In stark contrast to the current concern about heatwaves, “our analysis reveals a silent majority of heatwaves that had no or even positive impacts on these ecosystems,” Pinsky said. “While this ocean resilience is good news, it also means that negative impacts are unpredictable. Each heatwave that hits is like rolling the dice: will it be a bad one or not? We don’t know until it happens, and this uncertainty is difficult for fisheries and coastal economies.”

Pinsky said that to reach the conclusions, researchers assessed the impacts of 248 marine heatwaves along the coasts of North America and Europe from 1993 to 2019, using 82,322 samples from scientific surveys of marine fishes.

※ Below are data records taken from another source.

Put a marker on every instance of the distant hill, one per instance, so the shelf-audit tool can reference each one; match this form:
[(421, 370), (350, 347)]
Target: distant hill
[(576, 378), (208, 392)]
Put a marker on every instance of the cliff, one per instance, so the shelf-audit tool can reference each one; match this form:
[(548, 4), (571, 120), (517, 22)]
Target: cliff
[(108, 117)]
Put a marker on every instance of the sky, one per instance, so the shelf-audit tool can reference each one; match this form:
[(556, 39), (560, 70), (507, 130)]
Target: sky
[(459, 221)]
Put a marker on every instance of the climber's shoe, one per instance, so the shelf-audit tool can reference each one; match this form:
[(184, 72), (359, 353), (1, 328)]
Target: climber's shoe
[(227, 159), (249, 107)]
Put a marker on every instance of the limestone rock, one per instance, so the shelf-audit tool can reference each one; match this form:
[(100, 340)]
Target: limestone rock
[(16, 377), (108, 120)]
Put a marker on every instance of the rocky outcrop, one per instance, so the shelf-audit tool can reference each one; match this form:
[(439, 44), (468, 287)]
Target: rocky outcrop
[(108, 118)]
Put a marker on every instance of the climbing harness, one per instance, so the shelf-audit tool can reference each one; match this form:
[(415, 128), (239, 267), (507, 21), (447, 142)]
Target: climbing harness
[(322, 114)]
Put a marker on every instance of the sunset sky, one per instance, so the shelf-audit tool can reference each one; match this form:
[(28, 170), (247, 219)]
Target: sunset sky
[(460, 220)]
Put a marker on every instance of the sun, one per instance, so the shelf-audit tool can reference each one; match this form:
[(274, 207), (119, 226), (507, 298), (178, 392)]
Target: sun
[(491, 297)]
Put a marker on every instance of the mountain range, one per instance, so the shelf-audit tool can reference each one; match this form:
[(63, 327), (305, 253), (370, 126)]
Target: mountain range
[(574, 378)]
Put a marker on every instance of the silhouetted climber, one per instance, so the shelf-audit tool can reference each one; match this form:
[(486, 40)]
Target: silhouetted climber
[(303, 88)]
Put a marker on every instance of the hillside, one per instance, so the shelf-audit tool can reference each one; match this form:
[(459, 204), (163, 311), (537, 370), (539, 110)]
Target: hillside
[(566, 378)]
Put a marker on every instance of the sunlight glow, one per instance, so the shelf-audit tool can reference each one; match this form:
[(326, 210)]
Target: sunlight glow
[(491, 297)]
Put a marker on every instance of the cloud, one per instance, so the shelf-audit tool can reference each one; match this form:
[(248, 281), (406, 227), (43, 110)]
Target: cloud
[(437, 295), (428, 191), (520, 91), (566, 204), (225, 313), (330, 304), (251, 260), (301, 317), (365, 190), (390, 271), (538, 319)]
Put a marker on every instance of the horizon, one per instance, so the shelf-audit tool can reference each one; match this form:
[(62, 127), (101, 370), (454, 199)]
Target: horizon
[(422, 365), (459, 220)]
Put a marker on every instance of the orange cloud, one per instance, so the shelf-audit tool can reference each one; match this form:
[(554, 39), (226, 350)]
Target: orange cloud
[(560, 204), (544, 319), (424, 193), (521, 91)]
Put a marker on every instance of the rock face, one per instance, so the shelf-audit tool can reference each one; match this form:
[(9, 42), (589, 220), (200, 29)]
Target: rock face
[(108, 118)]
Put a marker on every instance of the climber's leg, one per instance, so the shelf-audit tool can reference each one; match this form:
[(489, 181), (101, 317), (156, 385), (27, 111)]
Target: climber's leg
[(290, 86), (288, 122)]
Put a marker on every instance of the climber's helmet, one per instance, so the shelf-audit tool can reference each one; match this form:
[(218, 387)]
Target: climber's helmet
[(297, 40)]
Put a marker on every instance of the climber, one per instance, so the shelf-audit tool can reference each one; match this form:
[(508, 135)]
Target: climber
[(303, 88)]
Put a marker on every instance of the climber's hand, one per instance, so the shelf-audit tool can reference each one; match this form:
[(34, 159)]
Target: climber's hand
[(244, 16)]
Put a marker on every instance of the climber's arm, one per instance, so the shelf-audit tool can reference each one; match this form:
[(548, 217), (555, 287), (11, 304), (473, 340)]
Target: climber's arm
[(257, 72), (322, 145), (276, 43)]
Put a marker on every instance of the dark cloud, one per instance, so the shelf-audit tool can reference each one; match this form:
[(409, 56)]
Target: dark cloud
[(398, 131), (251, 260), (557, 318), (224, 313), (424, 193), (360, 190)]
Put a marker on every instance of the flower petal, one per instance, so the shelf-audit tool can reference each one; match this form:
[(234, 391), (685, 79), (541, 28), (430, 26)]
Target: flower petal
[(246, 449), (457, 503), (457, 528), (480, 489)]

“There is an emerging sense that the oceans do have some resilience, and while they are changing in response to climate change, we don’t see evidence that marine heatwaves are wiping out fisheries,” noted lead author Alexa Fredston, an assistant professor of ocean science at University of California, Santa Cruz.

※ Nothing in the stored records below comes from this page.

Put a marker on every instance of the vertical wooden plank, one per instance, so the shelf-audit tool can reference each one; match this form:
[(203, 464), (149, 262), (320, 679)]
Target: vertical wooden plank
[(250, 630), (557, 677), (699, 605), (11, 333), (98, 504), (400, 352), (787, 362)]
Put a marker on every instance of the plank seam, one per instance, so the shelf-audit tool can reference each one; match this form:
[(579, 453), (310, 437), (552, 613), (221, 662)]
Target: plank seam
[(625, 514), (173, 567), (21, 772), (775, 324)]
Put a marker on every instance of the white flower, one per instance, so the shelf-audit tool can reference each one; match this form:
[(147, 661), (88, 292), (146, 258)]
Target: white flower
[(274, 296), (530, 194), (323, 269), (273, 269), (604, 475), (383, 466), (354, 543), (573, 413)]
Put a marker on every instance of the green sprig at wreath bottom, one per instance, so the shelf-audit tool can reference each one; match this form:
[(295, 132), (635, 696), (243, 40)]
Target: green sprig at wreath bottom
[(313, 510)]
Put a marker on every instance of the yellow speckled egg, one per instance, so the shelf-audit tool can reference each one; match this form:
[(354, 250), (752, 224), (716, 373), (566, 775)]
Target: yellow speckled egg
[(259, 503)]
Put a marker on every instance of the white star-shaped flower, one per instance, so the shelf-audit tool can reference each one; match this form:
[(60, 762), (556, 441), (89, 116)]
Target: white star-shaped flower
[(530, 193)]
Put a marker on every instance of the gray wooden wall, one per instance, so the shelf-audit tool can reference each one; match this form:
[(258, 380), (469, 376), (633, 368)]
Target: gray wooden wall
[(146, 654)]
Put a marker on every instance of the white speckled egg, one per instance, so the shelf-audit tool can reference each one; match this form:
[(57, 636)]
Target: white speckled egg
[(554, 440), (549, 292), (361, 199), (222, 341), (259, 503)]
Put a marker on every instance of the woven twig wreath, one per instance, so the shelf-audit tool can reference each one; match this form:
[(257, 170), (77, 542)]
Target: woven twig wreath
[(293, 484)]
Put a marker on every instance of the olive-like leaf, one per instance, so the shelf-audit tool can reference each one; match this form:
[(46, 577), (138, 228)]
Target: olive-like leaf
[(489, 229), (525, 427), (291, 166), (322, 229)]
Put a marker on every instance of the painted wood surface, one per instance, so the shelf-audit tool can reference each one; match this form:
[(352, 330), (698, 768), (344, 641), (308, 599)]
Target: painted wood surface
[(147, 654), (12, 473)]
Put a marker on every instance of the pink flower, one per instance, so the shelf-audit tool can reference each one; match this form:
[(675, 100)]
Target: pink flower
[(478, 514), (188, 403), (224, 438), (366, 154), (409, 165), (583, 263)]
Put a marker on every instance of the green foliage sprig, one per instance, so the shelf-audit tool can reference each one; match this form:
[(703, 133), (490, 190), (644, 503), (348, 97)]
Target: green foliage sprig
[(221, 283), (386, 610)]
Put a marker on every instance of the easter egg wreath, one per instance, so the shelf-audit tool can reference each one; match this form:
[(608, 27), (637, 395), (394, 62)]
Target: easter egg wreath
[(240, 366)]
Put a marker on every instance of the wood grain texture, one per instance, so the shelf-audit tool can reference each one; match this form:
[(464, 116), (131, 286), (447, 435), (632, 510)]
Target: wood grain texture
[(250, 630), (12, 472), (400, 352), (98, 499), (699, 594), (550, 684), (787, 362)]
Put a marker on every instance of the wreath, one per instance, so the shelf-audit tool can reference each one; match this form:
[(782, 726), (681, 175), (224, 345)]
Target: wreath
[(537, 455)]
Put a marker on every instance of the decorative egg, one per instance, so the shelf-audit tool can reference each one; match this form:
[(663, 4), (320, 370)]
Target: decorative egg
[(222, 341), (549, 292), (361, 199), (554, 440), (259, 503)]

“The oceans are highly variable, and fish populations vary quite a lot. Against that background, we didn’t see evidence of marine heatwaves dramatically reducing the abundance of fish in the temperate oceans,” Fredston said. “Marine heatwaves can drive local change, but there have been hundreds of marine heatwaves with no lasting impacts.”

Researchers also studied whether marine heatwaves were resulting in loss of species associated with cold water and an increase in species associated with warm water, something known as “tropicalization.” Fredston said that while topicalization has been associated with long-term warming of oceans they saw no consistent signature of that associated with marine heatwaves.